Polymer coverslip

A logarithmic-phase bacterial culture in LB at an optical density at 600 nm (OD₆₀₀) of 0.5 was inoculated onto an Ibidi μ-Slide, the surface of which is an Ibidi polymer coverslip (catalog number 80606; Ibidi). At the indicated times from 5 to 60 min postattachment, the channel was rinsed twice in phosphate-buffered saline (PBS) to remove nonadherent cells, and 200 μL of TRIzol was added to the channel. TRIzol was collected and stored at −80°C for RNA isolation (Fig. 1). Three independent biological replicates were collected for each time point. For time points with low bacterial adhesion, multiple samples were pooled to generate sufficient RNA for library generation.

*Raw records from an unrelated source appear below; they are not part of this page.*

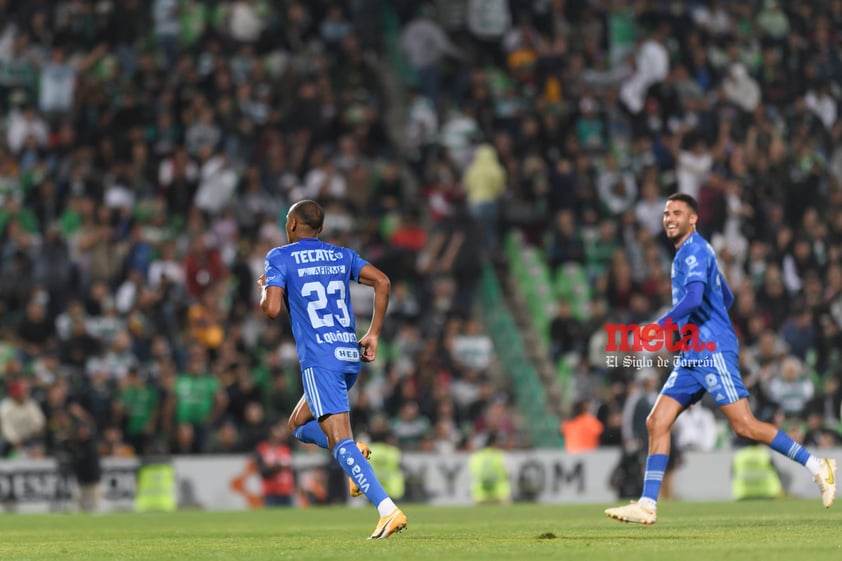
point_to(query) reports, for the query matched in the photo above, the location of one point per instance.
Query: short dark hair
(687, 199)
(310, 213)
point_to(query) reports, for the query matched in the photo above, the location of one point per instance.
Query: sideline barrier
(545, 476)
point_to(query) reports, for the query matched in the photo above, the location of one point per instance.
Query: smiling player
(701, 296)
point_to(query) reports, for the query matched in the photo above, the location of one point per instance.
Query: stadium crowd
(596, 111)
(150, 151)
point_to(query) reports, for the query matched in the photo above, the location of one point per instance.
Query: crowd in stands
(150, 151)
(596, 111)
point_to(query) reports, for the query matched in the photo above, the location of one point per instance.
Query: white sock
(386, 507)
(814, 464)
(648, 503)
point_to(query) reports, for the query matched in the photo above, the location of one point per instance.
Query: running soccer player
(311, 278)
(701, 297)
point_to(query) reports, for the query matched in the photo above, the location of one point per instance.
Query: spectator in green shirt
(137, 407)
(198, 397)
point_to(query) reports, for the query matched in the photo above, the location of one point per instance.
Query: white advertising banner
(231, 482)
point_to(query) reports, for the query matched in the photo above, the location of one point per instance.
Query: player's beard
(680, 232)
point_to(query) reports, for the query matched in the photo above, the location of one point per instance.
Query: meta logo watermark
(653, 338)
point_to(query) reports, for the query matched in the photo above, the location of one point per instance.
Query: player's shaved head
(309, 213)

Coupons of silicone, glass, and polycarbonate plastic were purchased from Biosurfaces Technologies (catalog numbers RD128-Si, RD128-GL, and RD128-PC). Coupons were placed into a 24-well plate and conditioned in LB for at least 10 min prior to bacterial addition. LB was removed and replaced with 2 mL of a logarithmic-phase bacterial culture in LB (OD₆₀₀ of 0.7). At the indicated time points, the coupon was rinsed twice in PBS and placed into 1 mL of TRIzol. TRIzol was collected and stored at −80°C for RNA isolation. Three independent biological replicates were collected for each surface condition. On surfaces with low bacterial adhesion, multiple samples were pooled to generate sufficient RNA for library generation.

An aliquot of 1000 μL supersaturated solution of potassium iodide (KI) and Rhodamine B was placed in a sterile 35 mm µ-dish with a polymer cover slip (Ibidi). Imaging was conducted on an Abberrior STEDYCON microscope (excitation laser line at 594 nm) at high excitation power and the fastest acquisition setting, using a fixed 512 × 512 pixel area. SymPhoTime 64 (Picoquant) was used to extract the decay curve by measuring the fluorescence readout for 30 seconds, with care taken to avoid saturation effects. Picoquant instructions for IRF extraction were followed.